LONDON • After years of contesting Britain's political centre ground, the opposition Labour Party has agreed on what is likely to be its most left-wing election manifesto in more than three decades, complete with some eye-catching policies intended to shore up its core vote.
The document will be published next week, but a draft was widely leaked on Thursday as about 80 members of a Labour committee prepared to meet to discuss it.
The draft revealed plans to renationalise some rail and energy companies, scrap university tuition fees, and put in place big increases in spending on health and social care.
Later, Labour leader Jeremy Corbyn said the manifesto had been approved in an amended form by a party committee, but he would not say which elements had been changed.
"Our manifesto will be an offer, and we believe the policies in it are very popular," Mr Corbyn said, adding that there had been unanimous agreement on a programme that would "transform the lives of many people in our society".
The leaked draft - initially published by the Daily Mirror, The Daily Telegraph, BBC and other news outlets - suggested that Mr Corbyn, a left-wing politician, had decisively broken with the centrist legacy of most of his recent Labour predecessors, most notably that of former prime minister Tony Blair, who won three general elections.
Instead, Mr Corbyn's strategy contains echoes of United States Senator Bernie Sanders of Vermont, who ignited liberal passions in his unsuccessful race for the Democratic presidential nomination last year.
Labour's manifesto also serves the more prosaic function of shoring up the party's core vote as it approaches a difficult electoral contest on June 8.
Motivating those supporters, and achieving a decent election result, could be crucial for Mr Corbyn, who said he wants to stay on as party leader even if he loses, as pollsters predict.
A spokesman for Labour, when contacted by phone on Thursday, declined to authenticate the document, saying the party's policy was not to comment on leaks. But Mr Andrew Gwynne, Labour's national elections and campaign coordinator, when speaking to the BBC on Thursday morning, did not deny the document's authenticity.
Labour has not yet outlined how it would pay for its pledges, though Mr Gwynne said all costs would be accounted for when the final manifesto document is published next week.

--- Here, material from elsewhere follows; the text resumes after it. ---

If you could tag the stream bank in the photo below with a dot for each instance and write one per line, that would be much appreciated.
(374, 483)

Britons will vote on June 8 in a snap general election called by Prime Minister Theresa May. Mrs May wants to increase her slim parliamentary majority before negotiating Britain's withdrawal from the European Union, known as Brexit. According to surveys, her Conservative Party is well ahead of Labour.
The Conservatives and Labour's other opponents seized on the leak as evidence that the party lacked discipline.

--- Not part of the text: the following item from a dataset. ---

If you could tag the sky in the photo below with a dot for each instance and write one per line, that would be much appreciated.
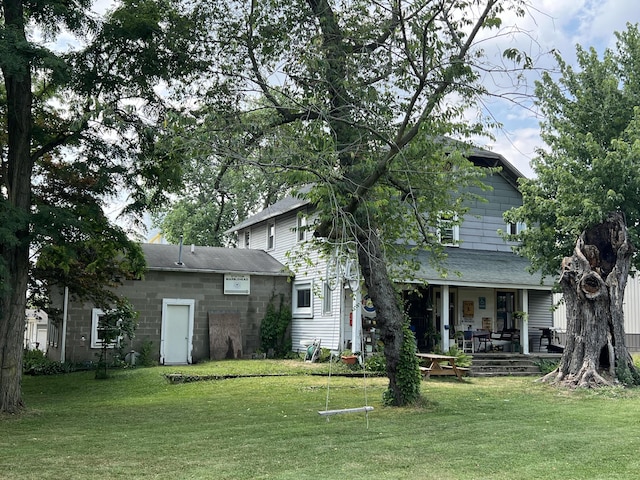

"This is a total shambles," the Conservative Party said in a statement. "Jeremy Corbyn's plans to unleash chaos on Britain have been revealed. Jobs will be lost, families will be hit, and our economic security damaged for a generation if Jeremy Corbyn and the coalition of chaos are ever let anywhere near the keys to Downing Street."
Mr Tommy Sheppard, a lawmaker for the Scottish National Party, said in a statement: "The very fact that this draft manifesto has been leaked shows how divided and chaotic the Labour Party is.